Accurately identifying moving loads is of significance for the health monitoring of bridges. However, since the existing identification techniques can only realize load identification in one direction or for part of bridges, it is still a challenge to simultaneously identify transverse and longitudinal loads on the full deck of bridge. This paper proposed an information-fusion-based method for the load identification to be applied to bridges of different lengths. In this method, the pavement-based weigh-in-motion system (WIMs) laid out at the beginning of the bridge is used to obtain the weight of vehicles captured by cameras. The videos of traffic flow acquired by multiple cameras arranged along the bridge are employed to calculate the vehicle's trajectory and location. The weight and location data are matched when the vehicle in the video crosses the piezoelectric sensor of WIMs for the same time as the WIMs records a weight information. Further, since the vehicles are equivalent to concentrated loads, values and locations of all moving loads on the whole bridge are identified in real time. The reliability and accuracy of the proposed approach is verified by multi-view 3D simulation video data and the field data from a ramp bridge. (C) 2019 Elsevier Ltd. All rights reserved.
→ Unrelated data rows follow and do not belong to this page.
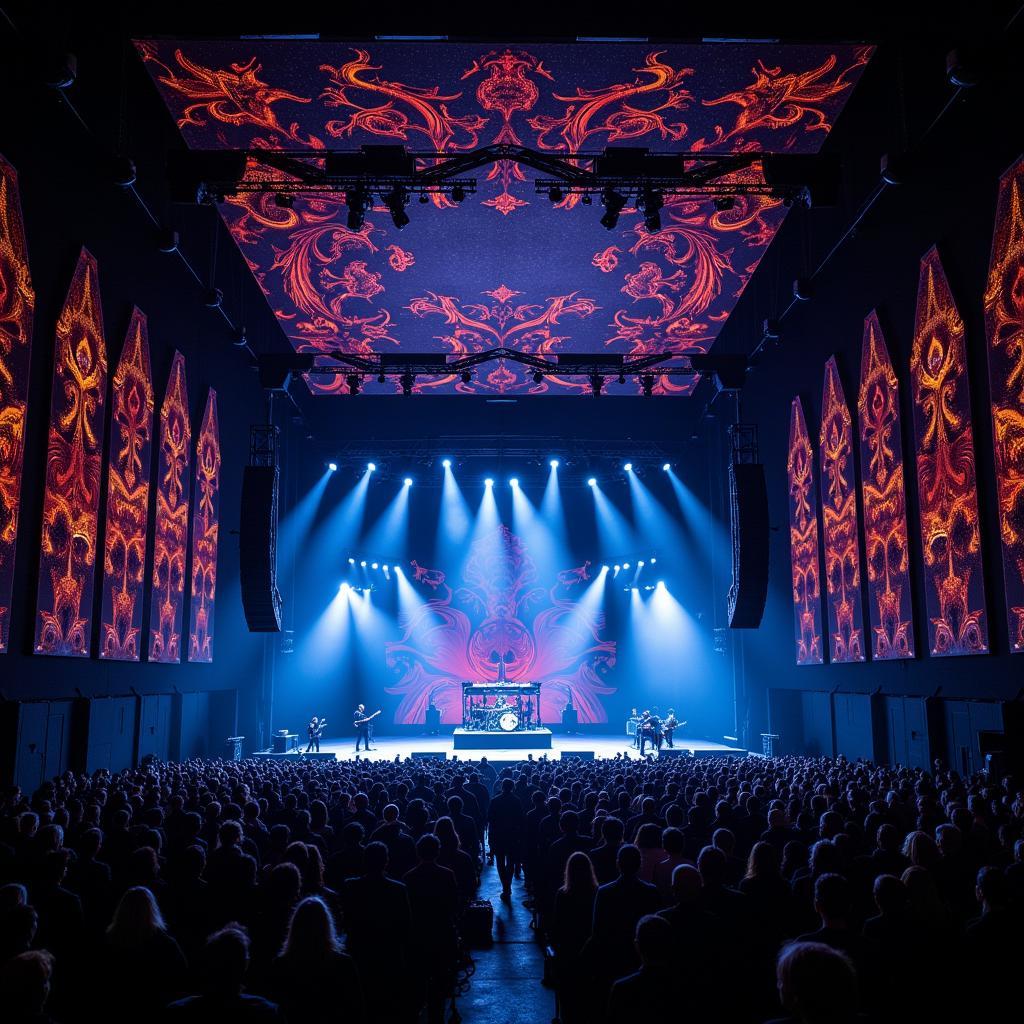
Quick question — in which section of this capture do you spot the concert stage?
[307,729,748,762]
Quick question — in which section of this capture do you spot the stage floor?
[311,733,746,761]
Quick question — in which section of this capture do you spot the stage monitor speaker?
[239,466,282,633]
[729,463,768,630]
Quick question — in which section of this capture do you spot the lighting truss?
[172,143,820,208]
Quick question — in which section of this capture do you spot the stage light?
[384,185,409,231]
[601,187,626,231]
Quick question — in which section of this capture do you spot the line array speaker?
[239,466,282,633]
[729,463,768,630]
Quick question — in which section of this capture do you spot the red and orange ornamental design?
[99,309,154,662]
[910,247,988,655]
[148,352,191,664]
[786,398,824,665]
[188,388,220,662]
[985,157,1024,651]
[0,157,36,653]
[35,249,106,657]
[857,311,913,660]
[818,356,865,662]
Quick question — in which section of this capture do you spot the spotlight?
[384,185,409,231]
[601,187,626,231]
[345,188,370,231]
[639,188,665,234]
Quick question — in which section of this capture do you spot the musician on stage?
[352,705,371,754]
[306,715,327,754]
[662,708,679,749]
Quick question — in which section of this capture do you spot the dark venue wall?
[0,25,276,782]
[719,23,1024,768]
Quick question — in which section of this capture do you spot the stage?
[264,732,748,762]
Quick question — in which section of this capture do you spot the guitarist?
[352,705,380,754]
[306,715,327,754]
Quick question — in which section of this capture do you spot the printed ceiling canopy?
[136,40,871,394]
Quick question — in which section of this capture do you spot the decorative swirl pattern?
[910,248,988,655]
[985,159,1024,651]
[35,249,106,657]
[0,157,36,653]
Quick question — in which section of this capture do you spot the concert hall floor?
[311,733,746,761]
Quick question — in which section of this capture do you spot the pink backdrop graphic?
[385,525,615,725]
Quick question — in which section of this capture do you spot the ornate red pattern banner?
[148,352,191,664]
[985,158,1024,651]
[818,356,865,662]
[0,157,36,653]
[910,247,988,656]
[857,311,913,660]
[786,398,824,665]
[99,309,154,662]
[35,249,106,657]
[188,388,220,662]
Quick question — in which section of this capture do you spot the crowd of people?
[0,757,1024,1024]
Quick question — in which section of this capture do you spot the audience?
[0,757,1024,1024]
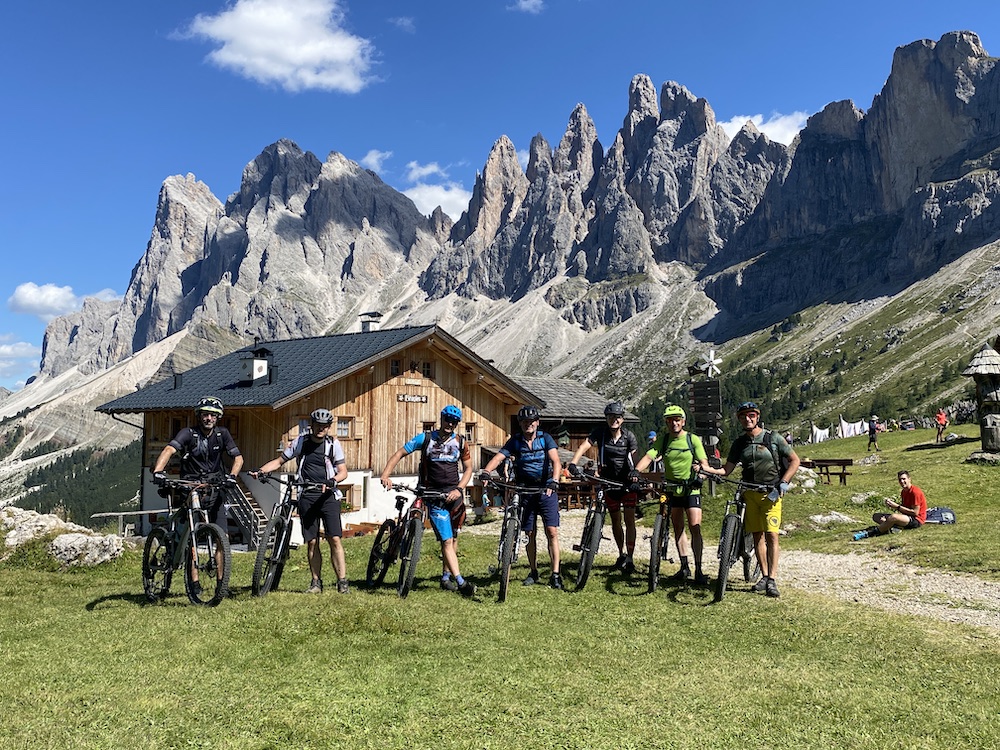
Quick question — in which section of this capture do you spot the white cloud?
[7,281,83,323]
[0,334,42,390]
[389,16,417,34]
[360,148,392,172]
[403,182,472,221]
[187,0,375,94]
[719,112,809,146]
[406,161,448,182]
[7,281,121,323]
[507,0,545,13]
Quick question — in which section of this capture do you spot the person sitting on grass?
[856,470,927,539]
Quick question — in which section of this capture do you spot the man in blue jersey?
[379,405,476,597]
[480,406,563,589]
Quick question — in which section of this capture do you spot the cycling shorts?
[298,490,344,542]
[743,490,781,534]
[427,505,454,542]
[604,490,639,513]
[667,492,701,510]
[521,490,559,532]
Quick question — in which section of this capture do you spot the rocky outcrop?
[0,504,124,567]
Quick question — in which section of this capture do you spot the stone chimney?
[361,311,382,333]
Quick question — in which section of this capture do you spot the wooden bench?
[801,458,854,485]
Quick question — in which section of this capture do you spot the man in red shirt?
[871,471,927,536]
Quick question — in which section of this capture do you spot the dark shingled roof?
[97,325,464,413]
[514,376,639,422]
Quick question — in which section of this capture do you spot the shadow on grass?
[903,435,981,453]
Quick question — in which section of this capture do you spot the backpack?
[292,432,337,481]
[925,507,956,524]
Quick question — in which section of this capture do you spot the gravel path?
[462,510,1000,631]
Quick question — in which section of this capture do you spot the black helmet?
[194,396,222,417]
[517,406,538,422]
[604,401,625,417]
[309,409,333,424]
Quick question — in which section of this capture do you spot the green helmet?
[663,404,687,419]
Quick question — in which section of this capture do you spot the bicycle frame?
[715,480,769,602]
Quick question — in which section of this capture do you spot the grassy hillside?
[0,430,1000,750]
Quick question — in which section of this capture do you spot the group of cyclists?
[151,397,799,597]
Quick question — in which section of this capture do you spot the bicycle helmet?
[663,404,687,419]
[604,401,625,417]
[194,396,222,417]
[517,406,539,422]
[309,409,333,424]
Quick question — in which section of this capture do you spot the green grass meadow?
[0,431,1000,750]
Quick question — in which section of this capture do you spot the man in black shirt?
[151,396,243,532]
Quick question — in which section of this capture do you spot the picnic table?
[800,458,854,486]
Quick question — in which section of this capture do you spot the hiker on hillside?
[934,409,948,443]
[708,401,799,597]
[250,409,350,594]
[379,405,476,597]
[479,406,563,590]
[632,404,721,586]
[150,396,243,532]
[566,401,639,575]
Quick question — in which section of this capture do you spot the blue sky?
[0,0,1000,390]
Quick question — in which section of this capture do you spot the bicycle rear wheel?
[142,526,174,602]
[741,531,761,583]
[715,513,740,602]
[365,518,396,588]
[576,508,604,591]
[250,512,288,596]
[497,511,521,602]
[184,523,232,607]
[396,517,424,599]
[649,513,666,594]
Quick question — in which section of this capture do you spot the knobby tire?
[250,509,288,596]
[183,523,232,607]
[397,517,424,599]
[365,518,396,588]
[497,511,520,602]
[715,513,740,602]
[142,526,174,602]
[649,513,664,594]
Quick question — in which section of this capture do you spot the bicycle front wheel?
[497,512,520,602]
[741,531,760,583]
[142,526,174,602]
[715,513,740,602]
[365,518,396,588]
[251,512,288,596]
[396,518,424,599]
[184,523,232,607]
[576,508,604,591]
[649,513,665,594]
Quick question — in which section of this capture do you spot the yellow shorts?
[743,490,781,534]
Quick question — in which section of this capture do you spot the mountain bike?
[483,479,544,602]
[142,476,232,607]
[250,474,330,596]
[715,477,771,602]
[647,481,685,594]
[573,472,625,591]
[365,484,448,599]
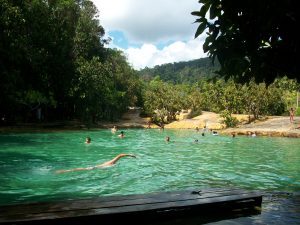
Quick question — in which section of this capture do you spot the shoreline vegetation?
[0,110,300,138]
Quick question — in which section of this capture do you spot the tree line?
[0,0,299,126]
[0,0,141,122]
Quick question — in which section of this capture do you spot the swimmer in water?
[56,154,136,173]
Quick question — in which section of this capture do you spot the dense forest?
[0,0,299,126]
[139,57,220,84]
[0,0,141,125]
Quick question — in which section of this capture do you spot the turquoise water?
[0,129,300,224]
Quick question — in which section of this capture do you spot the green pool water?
[0,129,300,222]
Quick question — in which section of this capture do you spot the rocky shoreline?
[0,110,300,138]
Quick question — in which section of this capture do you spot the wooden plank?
[0,189,253,214]
[0,189,262,223]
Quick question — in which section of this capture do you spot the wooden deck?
[0,189,262,224]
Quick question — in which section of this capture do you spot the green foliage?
[0,0,141,122]
[192,0,299,84]
[139,58,219,84]
[221,110,239,127]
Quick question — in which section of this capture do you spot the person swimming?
[85,137,92,144]
[212,130,219,136]
[111,126,118,134]
[118,131,125,138]
[55,153,136,173]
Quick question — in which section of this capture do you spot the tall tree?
[192,0,300,83]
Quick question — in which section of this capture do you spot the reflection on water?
[0,129,300,224]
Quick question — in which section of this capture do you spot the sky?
[92,0,207,70]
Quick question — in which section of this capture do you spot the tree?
[192,0,300,84]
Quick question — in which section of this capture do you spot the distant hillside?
[139,58,220,84]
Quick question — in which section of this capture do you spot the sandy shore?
[0,109,300,138]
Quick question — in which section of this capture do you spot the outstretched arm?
[95,154,136,167]
[55,167,94,173]
[56,154,136,173]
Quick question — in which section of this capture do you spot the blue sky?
[92,0,207,69]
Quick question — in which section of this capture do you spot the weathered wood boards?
[0,189,262,224]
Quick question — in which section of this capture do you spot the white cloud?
[123,36,207,69]
[93,0,207,69]
[93,0,200,44]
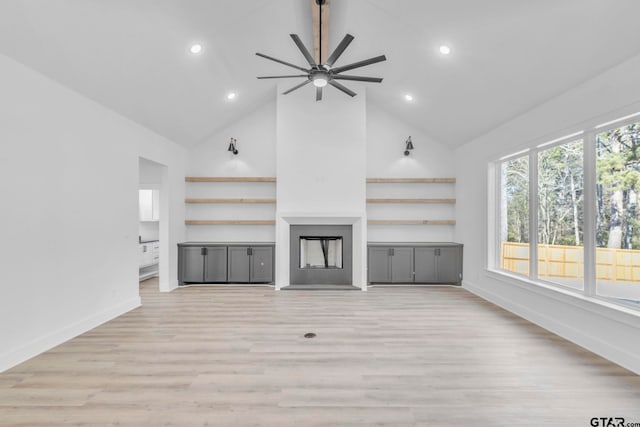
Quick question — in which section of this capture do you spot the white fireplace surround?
[276,212,367,291]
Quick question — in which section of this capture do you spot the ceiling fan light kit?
[256,0,387,101]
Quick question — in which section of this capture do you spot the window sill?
[485,268,640,327]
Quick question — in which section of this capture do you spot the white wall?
[276,86,367,287]
[367,104,456,242]
[0,55,184,371]
[455,52,640,373]
[186,100,276,242]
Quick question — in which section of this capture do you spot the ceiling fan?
[256,0,387,101]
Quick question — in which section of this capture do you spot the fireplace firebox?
[289,225,353,285]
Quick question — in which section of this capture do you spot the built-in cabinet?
[178,243,274,285]
[368,243,462,284]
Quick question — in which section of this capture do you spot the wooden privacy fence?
[500,242,640,282]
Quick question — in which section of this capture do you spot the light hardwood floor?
[0,279,640,426]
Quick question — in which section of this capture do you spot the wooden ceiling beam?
[309,0,331,64]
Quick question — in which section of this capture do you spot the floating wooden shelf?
[184,219,276,225]
[367,178,456,184]
[184,176,276,182]
[367,219,456,225]
[184,199,276,204]
[367,199,456,204]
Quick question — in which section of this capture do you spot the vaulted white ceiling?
[0,0,640,147]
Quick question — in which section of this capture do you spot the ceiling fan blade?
[332,74,382,83]
[257,74,309,79]
[256,52,307,73]
[332,55,387,74]
[329,80,357,96]
[289,34,316,67]
[282,80,311,95]
[327,34,353,66]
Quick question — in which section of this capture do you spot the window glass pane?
[596,123,640,303]
[538,140,584,289]
[500,156,529,275]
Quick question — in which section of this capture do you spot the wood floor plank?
[0,279,640,427]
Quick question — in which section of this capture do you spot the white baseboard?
[0,297,141,373]
[462,280,640,374]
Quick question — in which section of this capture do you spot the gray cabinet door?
[438,247,462,283]
[204,246,227,282]
[227,246,251,283]
[250,247,273,283]
[178,246,204,283]
[391,248,413,283]
[368,247,391,283]
[415,247,438,283]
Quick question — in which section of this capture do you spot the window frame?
[486,112,640,313]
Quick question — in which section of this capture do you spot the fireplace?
[289,225,352,285]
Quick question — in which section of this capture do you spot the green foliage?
[596,123,640,249]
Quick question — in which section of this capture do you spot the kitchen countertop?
[178,242,275,246]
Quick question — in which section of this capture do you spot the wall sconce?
[404,137,413,156]
[227,138,239,154]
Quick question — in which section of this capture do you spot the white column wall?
[276,85,367,288]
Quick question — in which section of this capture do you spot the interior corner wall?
[455,56,640,373]
[186,100,276,242]
[367,103,456,242]
[0,55,184,371]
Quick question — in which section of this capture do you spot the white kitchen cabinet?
[138,242,160,280]
[139,189,160,221]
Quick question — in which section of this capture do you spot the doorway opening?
[138,157,169,290]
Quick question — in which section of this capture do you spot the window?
[500,156,529,275]
[595,123,640,301]
[492,117,640,308]
[537,140,584,289]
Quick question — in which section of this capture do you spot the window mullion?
[529,150,538,279]
[583,132,597,297]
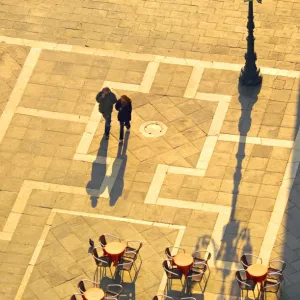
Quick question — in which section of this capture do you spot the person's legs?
[120,122,124,141]
[125,121,130,131]
[104,116,111,137]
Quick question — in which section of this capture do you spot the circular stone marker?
[140,121,167,138]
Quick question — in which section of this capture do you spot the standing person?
[96,87,117,140]
[115,95,132,143]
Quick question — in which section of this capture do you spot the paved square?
[0,1,300,300]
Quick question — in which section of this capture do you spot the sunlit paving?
[0,0,300,300]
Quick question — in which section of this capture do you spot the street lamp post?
[240,0,262,86]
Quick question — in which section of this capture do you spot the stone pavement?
[0,1,300,300]
[0,0,300,70]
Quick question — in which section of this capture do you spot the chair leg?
[198,281,204,294]
[128,271,132,282]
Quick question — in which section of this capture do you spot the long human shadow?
[217,83,261,295]
[86,132,129,207]
[86,136,108,207]
[109,132,129,206]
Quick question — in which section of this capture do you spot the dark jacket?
[115,100,132,122]
[96,92,117,117]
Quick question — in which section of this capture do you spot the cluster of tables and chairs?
[162,247,211,299]
[71,233,143,300]
[235,253,286,299]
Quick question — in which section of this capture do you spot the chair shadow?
[94,261,142,300]
[86,132,129,207]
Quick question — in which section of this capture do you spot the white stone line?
[0,48,41,143]
[105,81,140,92]
[218,134,294,148]
[196,136,218,171]
[139,62,159,94]
[14,265,34,300]
[168,166,205,176]
[184,66,204,98]
[73,154,114,165]
[195,92,231,102]
[259,130,300,263]
[16,106,90,124]
[14,210,55,300]
[75,103,102,155]
[53,208,186,231]
[208,101,229,136]
[144,164,169,204]
[155,198,231,215]
[211,61,244,72]
[0,36,300,78]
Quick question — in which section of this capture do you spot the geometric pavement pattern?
[0,37,299,299]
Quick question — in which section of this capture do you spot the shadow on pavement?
[86,132,129,207]
[86,136,109,207]
[217,83,261,296]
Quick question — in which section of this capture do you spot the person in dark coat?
[115,95,132,143]
[96,87,117,139]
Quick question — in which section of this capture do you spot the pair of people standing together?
[96,87,132,143]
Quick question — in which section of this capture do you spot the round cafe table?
[104,242,126,265]
[83,288,105,300]
[173,253,194,277]
[246,264,268,290]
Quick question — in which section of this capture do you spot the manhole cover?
[140,121,167,137]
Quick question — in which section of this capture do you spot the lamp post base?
[239,67,262,86]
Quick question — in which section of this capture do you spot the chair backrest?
[106,284,123,297]
[99,234,107,247]
[163,260,170,272]
[263,276,283,293]
[241,254,249,270]
[192,250,211,262]
[70,294,82,300]
[152,295,174,300]
[269,259,286,274]
[240,253,262,270]
[235,270,247,288]
[165,247,172,259]
[127,240,143,254]
[78,280,86,293]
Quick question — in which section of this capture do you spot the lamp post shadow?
[217,83,261,295]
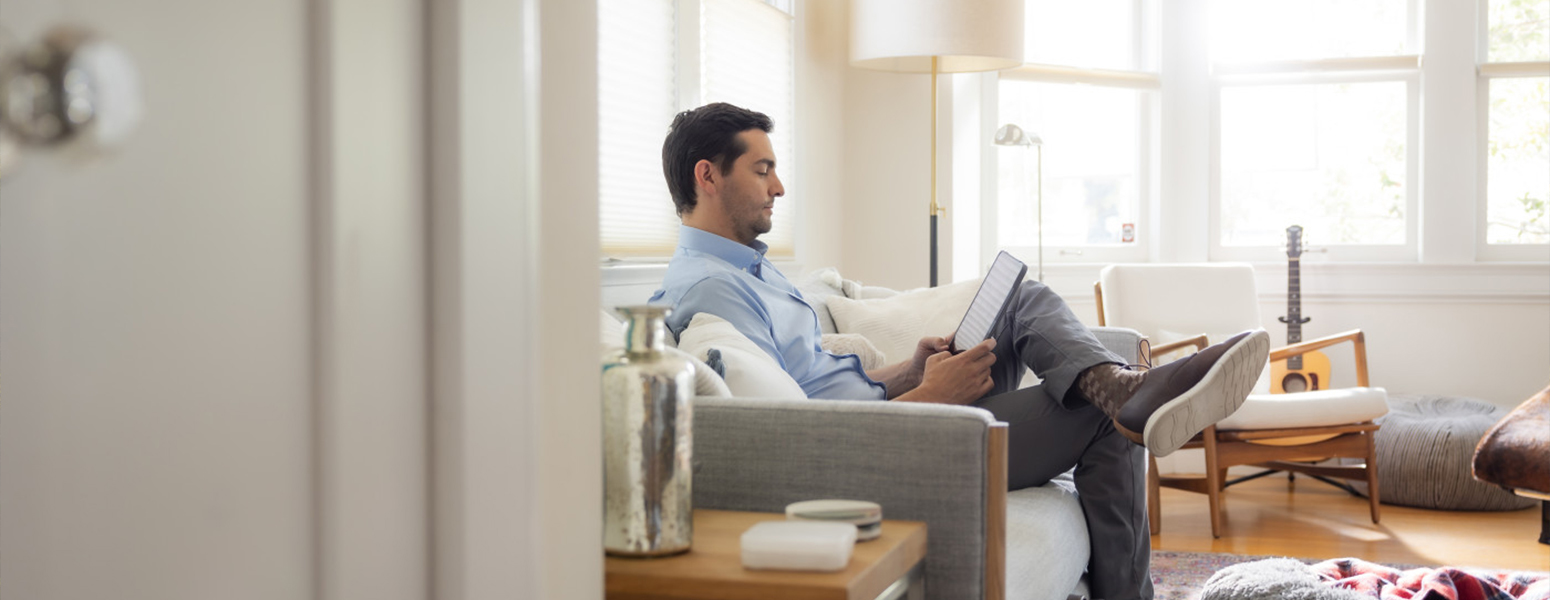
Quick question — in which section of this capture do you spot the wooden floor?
[1152,474,1550,571]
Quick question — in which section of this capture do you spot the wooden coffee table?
[605,510,925,600]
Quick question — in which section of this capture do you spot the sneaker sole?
[1141,329,1269,456]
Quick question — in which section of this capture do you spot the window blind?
[597,0,797,259]
[597,0,679,257]
[699,0,797,256]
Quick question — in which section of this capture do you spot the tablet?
[953,250,1028,353]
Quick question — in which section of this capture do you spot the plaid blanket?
[1308,558,1550,600]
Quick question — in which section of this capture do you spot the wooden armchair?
[1094,264,1387,536]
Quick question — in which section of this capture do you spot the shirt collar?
[679,225,770,270]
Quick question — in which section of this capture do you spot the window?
[1479,0,1550,260]
[598,0,800,259]
[981,0,1159,262]
[1211,0,1420,260]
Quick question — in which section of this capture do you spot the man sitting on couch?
[651,104,1269,600]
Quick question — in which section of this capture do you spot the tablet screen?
[953,251,1028,352]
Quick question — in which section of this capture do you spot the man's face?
[721,129,786,243]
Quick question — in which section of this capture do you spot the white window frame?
[1207,57,1421,262]
[1474,0,1550,262]
[980,0,1163,271]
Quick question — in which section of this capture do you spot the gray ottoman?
[1355,394,1538,510]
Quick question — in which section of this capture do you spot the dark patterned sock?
[1076,363,1147,419]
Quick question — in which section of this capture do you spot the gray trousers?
[975,281,1152,600]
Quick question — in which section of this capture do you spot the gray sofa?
[694,329,1139,600]
[603,268,1141,600]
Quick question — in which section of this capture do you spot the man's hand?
[896,338,995,405]
[890,335,953,392]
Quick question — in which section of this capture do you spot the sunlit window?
[1480,0,1550,253]
[983,0,1161,262]
[1211,0,1420,260]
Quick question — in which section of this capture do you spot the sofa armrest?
[694,398,1006,598]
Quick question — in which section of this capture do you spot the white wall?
[777,2,849,276]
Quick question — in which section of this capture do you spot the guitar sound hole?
[1280,374,1308,394]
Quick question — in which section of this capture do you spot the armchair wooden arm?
[1269,329,1367,388]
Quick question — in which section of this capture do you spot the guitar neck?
[1287,256,1302,371]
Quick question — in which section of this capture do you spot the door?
[0,0,429,600]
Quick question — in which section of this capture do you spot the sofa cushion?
[797,267,845,333]
[679,313,808,398]
[829,279,980,364]
[1006,471,1091,600]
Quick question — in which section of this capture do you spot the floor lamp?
[851,0,1023,287]
[995,122,1045,282]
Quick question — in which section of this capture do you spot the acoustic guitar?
[1269,225,1330,394]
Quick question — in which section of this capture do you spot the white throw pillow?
[818,333,888,371]
[679,313,808,398]
[829,279,980,364]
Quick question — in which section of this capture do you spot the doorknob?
[0,25,143,177]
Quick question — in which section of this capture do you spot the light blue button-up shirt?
[651,225,888,400]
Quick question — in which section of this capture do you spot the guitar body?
[1269,350,1330,394]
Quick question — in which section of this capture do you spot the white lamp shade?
[851,0,1023,73]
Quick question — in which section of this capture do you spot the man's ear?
[694,160,721,194]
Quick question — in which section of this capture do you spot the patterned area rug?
[1152,550,1543,600]
[1152,550,1283,600]
[1152,550,1412,600]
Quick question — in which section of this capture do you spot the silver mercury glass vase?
[603,305,694,557]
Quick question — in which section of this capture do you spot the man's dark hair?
[662,102,775,216]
机译:准确识别移动负载对于桥梁的健康监测具有重要意义。然而,由于现有的识别技术只能在一个方向上或一部分桥梁中实现负载识别,因此同时识别桥上的全甲板上的横向和纵向负载仍然是一项挑战。本文提出了一种基于信息融合的方法,用于将载荷识别应用于不同长度的桥梁。在该方法中,用于在桥的开头布置的基于路面的重入体系(Wims)来获得由摄像机捕获的车辆的重量。采用由沿桥梁布置的多个相机获取的交通流量的视频来计算车辆的轨迹和位置。当VIMS记录重量信息时,当视频中的车辆交叉WIM的压电传感器时,重量和位置数据匹配。此外,由于车辆等同于集中载荷,因此整个桥上的所有移动载荷的值和位置实时识别。通过来自斜坡桥的多视图3D模拟视频数据和现场数据来验证所提出的方法的可靠性和准确性。 (c)2019年elestvier有限公司保留所有权利。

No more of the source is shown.